Chateau's legacy bodes well for area's aspiring vineyards
The eastern foot of the Helan Mountain in the Ningxia Hui autonomous region, although known as a newly emerged wine region in China, does not lack for aged grapevines.
Chateau Legacy Peak, founded in 2013, has grapevines of around 20 years of age in Ningxia. The vines planted by the current owner's father in 1997 were among the first batch of Cabernet grapes introduced to Ningxia.
Liu Hai, the vinyard's owner, described his first encounter with the grapes as a "coincidence", because at first, his family's land was designed to produce red grapes for eating, rather than Cabernet.
However, the red grape seedlings proved insufficient for the whole area of Liu's land, so the family decided to plant wine grapes on the remaining sections of the 13.33 hectares of land.
"Our winery was the first to plant these grapes in this mountainous region. At that time, we didn't have any experience to learn from," Liu said.
"At first, the cost of removing the stones and the overall field management in this mountainous area was much higher compared to that in sandy soils. The wine grapes couldn't sell for a good price on the Chinese market. The high input and low payback drove us to make a painful decision - to let the wine grapevines grow and die in their own course," Liu said.
In 2010, Liu's father wanted to quit his job and let his sons inherit the vineyard or else just sell it.

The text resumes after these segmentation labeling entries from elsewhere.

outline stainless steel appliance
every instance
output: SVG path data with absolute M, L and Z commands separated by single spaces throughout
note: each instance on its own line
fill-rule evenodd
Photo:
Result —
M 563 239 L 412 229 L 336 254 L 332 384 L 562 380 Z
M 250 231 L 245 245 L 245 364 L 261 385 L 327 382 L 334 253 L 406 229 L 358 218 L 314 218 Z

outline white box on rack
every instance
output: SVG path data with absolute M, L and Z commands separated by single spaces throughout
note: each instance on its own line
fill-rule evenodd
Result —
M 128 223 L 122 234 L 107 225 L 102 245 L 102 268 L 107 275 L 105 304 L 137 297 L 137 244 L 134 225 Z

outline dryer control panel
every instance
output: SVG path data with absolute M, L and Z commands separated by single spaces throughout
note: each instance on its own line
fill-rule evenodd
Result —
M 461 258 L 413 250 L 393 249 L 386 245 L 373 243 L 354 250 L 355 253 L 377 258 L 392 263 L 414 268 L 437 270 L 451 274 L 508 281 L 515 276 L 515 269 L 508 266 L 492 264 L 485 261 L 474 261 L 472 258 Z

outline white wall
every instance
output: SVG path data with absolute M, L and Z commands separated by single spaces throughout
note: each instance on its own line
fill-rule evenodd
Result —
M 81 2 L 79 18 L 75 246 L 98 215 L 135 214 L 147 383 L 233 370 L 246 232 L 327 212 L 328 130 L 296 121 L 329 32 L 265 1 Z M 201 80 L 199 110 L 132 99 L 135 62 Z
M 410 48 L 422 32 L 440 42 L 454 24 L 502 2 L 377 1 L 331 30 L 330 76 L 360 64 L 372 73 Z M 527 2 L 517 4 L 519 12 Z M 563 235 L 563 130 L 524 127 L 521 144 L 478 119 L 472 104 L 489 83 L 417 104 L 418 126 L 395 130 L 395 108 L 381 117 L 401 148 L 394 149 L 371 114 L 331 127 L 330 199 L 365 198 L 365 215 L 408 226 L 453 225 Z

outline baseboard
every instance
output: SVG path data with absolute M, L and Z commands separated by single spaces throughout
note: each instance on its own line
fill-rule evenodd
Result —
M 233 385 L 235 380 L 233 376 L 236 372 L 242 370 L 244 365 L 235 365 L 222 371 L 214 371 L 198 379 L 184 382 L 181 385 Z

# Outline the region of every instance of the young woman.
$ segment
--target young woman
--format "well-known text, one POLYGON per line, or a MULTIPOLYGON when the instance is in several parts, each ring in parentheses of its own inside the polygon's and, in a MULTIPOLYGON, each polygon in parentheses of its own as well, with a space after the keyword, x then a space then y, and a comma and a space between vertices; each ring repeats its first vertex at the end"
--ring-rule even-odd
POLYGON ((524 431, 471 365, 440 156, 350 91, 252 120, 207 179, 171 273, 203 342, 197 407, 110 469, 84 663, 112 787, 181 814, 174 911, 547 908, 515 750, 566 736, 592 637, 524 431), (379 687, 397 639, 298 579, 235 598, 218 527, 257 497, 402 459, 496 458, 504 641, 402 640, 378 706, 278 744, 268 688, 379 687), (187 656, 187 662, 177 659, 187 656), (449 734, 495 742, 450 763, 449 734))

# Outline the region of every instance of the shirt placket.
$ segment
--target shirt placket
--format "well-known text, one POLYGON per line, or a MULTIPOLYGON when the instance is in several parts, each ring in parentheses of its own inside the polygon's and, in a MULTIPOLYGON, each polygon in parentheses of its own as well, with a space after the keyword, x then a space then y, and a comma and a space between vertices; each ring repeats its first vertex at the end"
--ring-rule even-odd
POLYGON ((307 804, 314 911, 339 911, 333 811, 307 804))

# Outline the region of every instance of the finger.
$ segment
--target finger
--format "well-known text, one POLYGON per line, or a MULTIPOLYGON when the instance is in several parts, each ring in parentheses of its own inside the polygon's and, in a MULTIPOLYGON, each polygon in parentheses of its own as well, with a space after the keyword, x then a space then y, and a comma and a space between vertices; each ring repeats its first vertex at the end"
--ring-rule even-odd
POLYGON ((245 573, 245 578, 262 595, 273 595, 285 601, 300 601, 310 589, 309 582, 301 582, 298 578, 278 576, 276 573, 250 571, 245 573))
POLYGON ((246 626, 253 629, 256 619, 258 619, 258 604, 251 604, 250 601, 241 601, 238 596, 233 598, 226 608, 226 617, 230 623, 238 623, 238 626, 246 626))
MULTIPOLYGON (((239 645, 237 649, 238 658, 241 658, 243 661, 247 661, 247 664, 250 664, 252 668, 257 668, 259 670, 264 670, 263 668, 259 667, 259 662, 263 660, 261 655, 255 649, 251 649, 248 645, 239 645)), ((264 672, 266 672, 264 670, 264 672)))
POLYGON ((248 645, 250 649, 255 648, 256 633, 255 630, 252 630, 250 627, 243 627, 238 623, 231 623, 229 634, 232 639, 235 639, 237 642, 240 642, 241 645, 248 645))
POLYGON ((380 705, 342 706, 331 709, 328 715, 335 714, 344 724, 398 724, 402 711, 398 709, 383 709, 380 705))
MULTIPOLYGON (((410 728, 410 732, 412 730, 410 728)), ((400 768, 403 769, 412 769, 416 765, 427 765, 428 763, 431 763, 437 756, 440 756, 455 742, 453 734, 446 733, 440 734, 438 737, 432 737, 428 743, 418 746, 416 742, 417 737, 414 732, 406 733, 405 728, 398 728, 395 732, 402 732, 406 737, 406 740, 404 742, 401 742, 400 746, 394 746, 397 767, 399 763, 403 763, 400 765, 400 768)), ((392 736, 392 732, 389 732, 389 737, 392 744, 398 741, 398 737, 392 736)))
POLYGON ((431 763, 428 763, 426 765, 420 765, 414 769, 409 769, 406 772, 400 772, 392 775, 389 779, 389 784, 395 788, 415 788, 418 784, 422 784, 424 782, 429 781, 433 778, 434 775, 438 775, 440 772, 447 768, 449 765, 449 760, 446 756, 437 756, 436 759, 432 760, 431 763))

"However, my mother was strongly opposed to the decision to sell the field. She urged us to come back to run the vineyard, so I undertook the task," Liu said.
The year 2011 marked the starting point for Chateau Legacy Peak making wines. From a fruit grower to a winery owner, Liu experienced a great transformation.
Gradually, Liu discovered that the alluvial fan-shaped soil created by the impact of raindrops on the Helan Mountain resulted in a layer of sand and a layer of gravel in the earth, providing a good foundation for grapevines to root down deeply into the soil.
The deeper the vines are, the more mineral substances and phenolic compounds they can take in. Gradually, the chateau improved its winemaking techniques and has received good market feedback.
The secret of Liu's wine is to work with nature, said Zhou Shuzhen, a winemaker in Chateau Legacy Peak.
"Throughout our winemaking process, we tried to highlight the natural characteristics of the grapes in the wines, instead of using food additives to change its natural beauty," Zhou said.
At first, the grape growers lost confidence as their fruit did not sell well. But after 20 years, in 2016, the total sales revenue of the winery hit 14 million yuan ($2.09 million), according to Liu.
Tony Kalleske, an Australian winemaker who worked in Chateau Legacy Peak, said: "Ningxia has a bright future ahead both for winemaking and tourism, with its natural rugged beauty and long, rich history. The bottles of Legacy Peak Cabernet and Chardonnay that I brought back to Australia were well received and surprised many people with their quality."